5.2 De gerechtsdeurwaarder heeft in zijn e-mail niet de benodigde terughoudendheid betracht. Hij mocht meedelen dat hij de opdracht had om het faillissement aan te vragen als er niet zou worden betaald, maar had er vervolgens beter aan gedaan slechts mee te delen wat zijn cliënt nog meer overwoog te gaan ondernemen. Hij had door het summier schetsen van de verdere gevolgen voor klagers indien zij niet tot betaling zouden overgaan, deze op een fatsoenlijke manier ook kunnen aanmanen. Dat het faillissement inmiddels is uitgesproken, zoals de gerechtsdeurwaarder ter zitting heeft meegedeeld, doet aan het vorenstaande niet af. De Kamer acht de klacht gegrond, maar ziet geen aanleiding om de gerechtsdeurwaarder een maatregel op te leggen.

6. Op grond van het voorgaande wordt beslist als volgt.

 

BESLISSING

De Kamer voor Gerechtsdeurwaarders:

-                     verklaart de klacht gegrond;

-                     laat het opleggen van een maatregel achterwege.

Aldus gegeven door mr. J.H.C. Schouten, plaatsvervangend-voorzitter, mr.
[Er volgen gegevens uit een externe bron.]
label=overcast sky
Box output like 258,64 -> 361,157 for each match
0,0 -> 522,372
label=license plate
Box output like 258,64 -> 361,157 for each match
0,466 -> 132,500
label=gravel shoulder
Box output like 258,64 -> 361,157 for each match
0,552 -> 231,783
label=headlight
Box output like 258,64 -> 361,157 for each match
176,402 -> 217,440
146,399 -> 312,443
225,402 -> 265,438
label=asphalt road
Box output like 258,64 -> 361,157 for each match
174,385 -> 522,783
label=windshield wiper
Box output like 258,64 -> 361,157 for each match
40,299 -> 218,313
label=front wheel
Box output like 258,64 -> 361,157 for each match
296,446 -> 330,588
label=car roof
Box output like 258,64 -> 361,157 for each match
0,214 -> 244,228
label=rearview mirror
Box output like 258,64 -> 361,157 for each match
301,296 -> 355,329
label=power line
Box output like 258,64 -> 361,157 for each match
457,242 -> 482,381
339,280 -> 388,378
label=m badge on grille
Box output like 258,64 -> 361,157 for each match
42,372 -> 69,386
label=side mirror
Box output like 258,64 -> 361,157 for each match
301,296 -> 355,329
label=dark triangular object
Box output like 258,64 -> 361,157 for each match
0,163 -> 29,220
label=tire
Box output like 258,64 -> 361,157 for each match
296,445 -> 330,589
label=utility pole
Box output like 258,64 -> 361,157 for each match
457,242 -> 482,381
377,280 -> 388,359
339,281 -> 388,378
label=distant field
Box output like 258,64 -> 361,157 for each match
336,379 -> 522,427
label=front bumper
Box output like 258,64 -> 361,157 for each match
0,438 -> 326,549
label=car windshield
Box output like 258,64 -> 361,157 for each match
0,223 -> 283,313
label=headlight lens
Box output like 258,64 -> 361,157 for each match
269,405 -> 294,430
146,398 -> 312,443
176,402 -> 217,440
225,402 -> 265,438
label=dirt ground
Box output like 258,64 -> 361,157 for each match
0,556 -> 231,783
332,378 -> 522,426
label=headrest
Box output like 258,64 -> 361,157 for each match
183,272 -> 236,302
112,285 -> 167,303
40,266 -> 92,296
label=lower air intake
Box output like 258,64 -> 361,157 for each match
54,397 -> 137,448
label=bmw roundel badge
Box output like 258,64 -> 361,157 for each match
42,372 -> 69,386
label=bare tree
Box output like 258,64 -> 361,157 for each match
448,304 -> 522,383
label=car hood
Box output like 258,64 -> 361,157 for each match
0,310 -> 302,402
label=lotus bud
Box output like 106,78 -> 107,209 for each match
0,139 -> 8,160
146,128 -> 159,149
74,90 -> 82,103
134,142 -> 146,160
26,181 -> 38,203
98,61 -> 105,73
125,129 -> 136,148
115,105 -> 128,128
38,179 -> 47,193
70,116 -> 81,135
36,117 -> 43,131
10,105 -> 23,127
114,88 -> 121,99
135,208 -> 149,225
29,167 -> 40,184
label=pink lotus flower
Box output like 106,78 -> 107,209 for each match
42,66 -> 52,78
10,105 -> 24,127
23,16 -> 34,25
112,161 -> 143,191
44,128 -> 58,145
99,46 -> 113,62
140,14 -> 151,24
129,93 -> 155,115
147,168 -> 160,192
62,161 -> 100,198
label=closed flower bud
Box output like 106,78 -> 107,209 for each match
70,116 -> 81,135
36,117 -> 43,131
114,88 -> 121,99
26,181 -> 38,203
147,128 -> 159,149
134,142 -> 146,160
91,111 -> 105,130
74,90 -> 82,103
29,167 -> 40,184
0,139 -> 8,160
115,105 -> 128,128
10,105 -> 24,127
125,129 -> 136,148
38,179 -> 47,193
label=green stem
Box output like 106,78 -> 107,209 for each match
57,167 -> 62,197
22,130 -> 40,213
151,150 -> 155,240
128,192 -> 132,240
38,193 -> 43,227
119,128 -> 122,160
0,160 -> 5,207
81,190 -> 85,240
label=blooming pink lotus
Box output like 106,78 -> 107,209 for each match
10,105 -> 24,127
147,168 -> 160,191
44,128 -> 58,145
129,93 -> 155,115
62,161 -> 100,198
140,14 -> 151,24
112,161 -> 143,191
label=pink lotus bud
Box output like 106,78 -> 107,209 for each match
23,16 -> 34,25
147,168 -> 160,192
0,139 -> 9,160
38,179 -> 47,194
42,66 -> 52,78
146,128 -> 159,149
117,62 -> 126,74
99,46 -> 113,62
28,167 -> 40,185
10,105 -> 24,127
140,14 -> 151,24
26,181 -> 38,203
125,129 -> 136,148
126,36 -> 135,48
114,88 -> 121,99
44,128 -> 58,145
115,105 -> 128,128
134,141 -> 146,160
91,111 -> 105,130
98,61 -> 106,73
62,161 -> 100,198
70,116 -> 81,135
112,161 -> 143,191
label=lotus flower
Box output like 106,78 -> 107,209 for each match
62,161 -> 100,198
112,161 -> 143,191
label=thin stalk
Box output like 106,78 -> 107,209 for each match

Th.C.M. Hendriks-Jansen en A.M. Maas, leden, en uitgesproken ter openbare terechtzitting van 9 december 2014 in tegenwoordigheid van de secretaris.

Tegen deze beslissing kan binnen dertig dagen na dagtekening van verzending van het afschrift van de beslissing hoger beroep worden ingesteld bij het gerechtshof Amsterdam, Postbus 1312, 1000 BH Amsterdam.